If keeping keras dependency is strategic - maybe a better solution would be using functions from keras.backend? This would avoid splitted codebase in most places (except for some cornercases that require calling into given theano/tf API)

npapernot commented 7 years ago

Yes, in the meanwhile I added the requirements.txt tweak in #111

I have been thinking about keras as well. We designed cleverhans with the goal of giving the tools needed to apply adversarial attacks and defenses to models on tensorflow (and optionally theano). Keras was added in the tutorials to help users experiment with different architectures easily (by modifying the few lines that define the model with Keras). But in the end, Keras is making a lot of things more complicated than they should be (e.g., with the learning phase var in the Keras backend, which needs to be fed in the dict when running Keras models with tensorflow).

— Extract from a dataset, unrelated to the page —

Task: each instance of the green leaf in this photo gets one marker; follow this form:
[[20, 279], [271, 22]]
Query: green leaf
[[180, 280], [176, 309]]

We are in the process of fixing the new API to harmonize the interface of different attacks, and I'll get back to the keras issue once that process is done

rafaelpossas commented 7 years ago

I have fixed the Keras issue on my local version and I am happy to make a pull request if needed. Here are the steps I followed (please let me know if we can improve and/or is not the right approach):

1 - Change the Convolutional2D into CNNMODEL to the new keras 2.0 api (CONV2D), note that the following parameters have changed name/format:

nb_filter -> filters float kernel dimension arguments become a single tuple argument, kernel size. E.g. a legacy call Conv2D(10, 3, 3) becomes Conv2D(10, (3, 3)) kernel_size can be set to an integer instead of a tuple, e.g. Conv2D(10, 3) is equivalent to Conv2D(10, (3, 3)).

subsample -> strides. Can also be set to an integer.

border_mode -> padding

2 - Inside model_eval in utils_tf.py at the end of the for loop we have the following:

accuracy += cur_batch_size * acc_value.eval( feed_dict={x: X_test[start:end], y: Y_test[start:end], keras.backend.learning_phase(): 0})

Just added a if to ignore the remaining points in case the batch has a size that is lower than the current batch size (Not sure if this would be the right approach, but at least it worked for now):

if cur_batch_size == args.batch_size: accuracy += cur_batch_size * acc_value.eval( feed_dict={x: X_test[start:end], y: Y_test[start:end], keras.backend.learning_phase(): 0})

npapernot commented 7 years ago

Thank you for the feedback @rafaelpossas

Regarding 2., we cannot ignore some test inputs when evaluating the accuracy. It's ok to repeat the inputs processed during training, but we need to ensure the accuracy returned was computed by evaluating exactly once each test input.